弘前公園近くにある「禅林街(ぜんりんがい)」は曹洞宗寺院のみ33カ寺が約600メートルの道沿いに連なる、全国でも珍しい寺街です。外からの敵の侵入に備えた枡形(ますがた)が設けられ、土塁なども残っています。そんな江戸時代の名残がある場所を散策しながら、途中に立ち寄る寺院で坐禅体験をするのが、この企画。坐禅は初心者でも参加できるように、住職から座禅の作法を習い、ありがたいお言葉も? 城を守るため、今でいう区画整理された街並みが、弘前の歴史にどのような変化をもたらしたのか。
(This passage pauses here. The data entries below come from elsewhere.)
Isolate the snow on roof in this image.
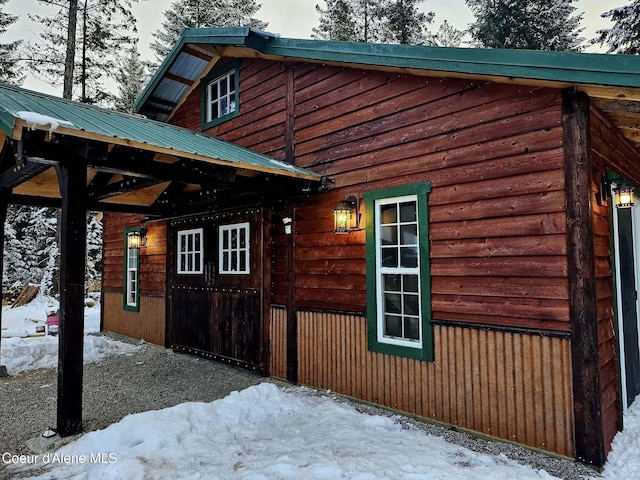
[16,111,73,132]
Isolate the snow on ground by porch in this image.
[0,296,139,375]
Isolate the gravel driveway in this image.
[0,334,598,480]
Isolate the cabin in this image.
[0,28,640,467]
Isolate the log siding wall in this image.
[102,213,167,345]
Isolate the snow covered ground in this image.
[0,297,139,375]
[0,298,640,480]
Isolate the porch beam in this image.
[562,89,606,467]
[56,162,87,437]
[0,188,11,378]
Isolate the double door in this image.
[167,212,263,370]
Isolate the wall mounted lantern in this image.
[127,228,147,249]
[613,180,634,208]
[333,195,360,233]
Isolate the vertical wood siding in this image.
[102,213,167,345]
[298,312,574,457]
[591,108,640,453]
[269,307,287,379]
[102,292,165,345]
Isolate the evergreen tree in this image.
[593,0,640,55]
[149,0,267,65]
[115,46,147,113]
[312,0,357,42]
[466,0,583,51]
[28,0,138,105]
[381,0,434,45]
[313,0,434,44]
[0,0,24,84]
[433,20,464,47]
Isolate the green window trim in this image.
[364,182,434,362]
[122,227,142,312]
[200,60,240,130]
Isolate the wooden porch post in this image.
[56,162,87,437]
[0,188,11,378]
[562,90,606,467]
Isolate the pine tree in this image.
[466,0,583,51]
[115,46,147,113]
[433,20,464,47]
[593,0,640,55]
[312,0,357,42]
[149,0,267,65]
[381,0,435,45]
[0,0,24,84]
[28,0,138,105]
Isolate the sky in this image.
[0,297,640,480]
[3,0,616,95]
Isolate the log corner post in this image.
[0,188,11,378]
[56,162,87,437]
[562,89,606,467]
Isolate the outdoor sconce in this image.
[333,195,360,233]
[127,228,147,249]
[613,180,635,208]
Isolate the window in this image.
[123,228,140,312]
[364,183,433,360]
[178,228,203,274]
[202,62,239,129]
[218,222,250,274]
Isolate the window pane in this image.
[400,202,417,223]
[380,225,398,245]
[380,203,398,225]
[383,315,402,337]
[383,275,401,292]
[400,247,418,268]
[384,293,402,313]
[402,275,418,293]
[400,223,418,245]
[404,295,420,315]
[382,247,398,267]
[404,317,420,340]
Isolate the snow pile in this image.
[12,383,554,480]
[0,297,140,375]
[16,111,73,132]
[602,396,640,480]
東北に2つしか残っていない「栄螺 (さざえ) 堂」も必見です。

弘前城の南西、風水でいう裏鬼門の方角にあり、津軽一円から集められた33もの寺院が並ぶまさにお寺ストリート

古津軽さんぽ「禅林街界隈と坐禅体験」

開催日時 2024(令和6)年10月5日(土) 13:00〜16:00

参加費 2,500円(定員2〜10人)

集合場所 弘前市立観光館インフォメーションカウンター

予約・問い合わせ 弘前観光コンベンション協会(TEL 0172−35−3131)

https://www.pref.aomori.lg.jp/soshiki/kenmin/ch-renkei/files/3week2024.pdf

郷愁を感じる温泉街のロマン

青森県黒石市には4つの温泉郷があり、湯治場として古い歴史があります。「温湯(ぬるゆ)」は、現在に湯治場としての歴史を伝える古い温泉街が残り、訪れる人の郷愁を誘います。客舎文化もその一つ。多くの湯治客が泊まった後藤客舎は120年以上の歴史がある古い建物。昔ながらの湯治スタイルで宿泊もでき、近年ではリピーターが現れるなど温泉ファンたちの間でも静かな話題を集める宿場です。

ノスタルジックな風情溢れる温湯温泉入り口のゲート
木造の宿泊施設で中庭にも建物がある後藤客舎。風呂はなく、宿泊者は共同浴場まで入りに行く

そんな温泉街を、当時のことをよく知るガイドさんたちと散策し、湯治文化の魅力を学べるまちあるき企画です。癒しを求めて遠方から訪れた湯治客と津軽の女衆たちの間に、恋の出会いもあったとかなかったとか。地元の伝統的なおやつ(がっぱら餅など)を食べながら街に残る雰囲気を感じることができる貴重な機会です。

温湯の温泉街をガイドさんとまちあるき

古津軽さんぽ「食べて、笑って、癒される〜津軽女衆と温湯客舎湯治ものがたり」

開催日時 2024(令和6)年10月5日(土) 10:00〜11:30

参加費 2,000円(定員2〜10人)※農家のおやつ付き

集合場所 山形公民館前(黒石市温湯派15-1)

予約 黒石観光協会(TEL 0172−52−3488)

問い合わせ 青森県中南地域県民局地域連携部(TEL 0172−32−2407)

https://www.pref.aomori.lg.jp/soshiki/kenmin/ch-renkei/files/14week20243.pdf

古津軽とは

青森県中南地域県民局地域連携部が管内7市町村(弘前市、黒石市、平川市、藤崎町、大鰐町、西目屋村、田舎館村)、板柳町、鶴田町にある歴史や文化、風習・習慣などを県内外に発信し、新たな観光ブランドにすることを目指す取り組み。

https://kotsugaru.com

古津軽サイトビジュアル

古津軽ウイーク2024とは

2024(令和6)年10月10日まで行われる津軽の魅力を体験できる75のイベントを集中的に実施する期間。津軽エリアの歴史や建築物、食や暮らしといったさまざまなコンテンツを用意。2022(令和4)年から始め、今年で3回目。期間中にイベントに参加すれば豪華景品が当たるキャンペーンを開催します。

https://kotsugaru.com/kotsugaruweek/index.html

古津軽ウイークのビジュアル

古津軽さんぽや体験、食などの「古津軽」を楽しむ40日間。青森を象徴するリンゴだけでなく、色づく田園風景とレトロな列車、こけしや洋館、金魚ねぷたなど、津軽地方の要素を散りばめました。ビジュアルの鬼は津軽地方では「鬼コ」と呼ばれ、神社の鳥居に設置されていることが多く、地元住民から親しまれています。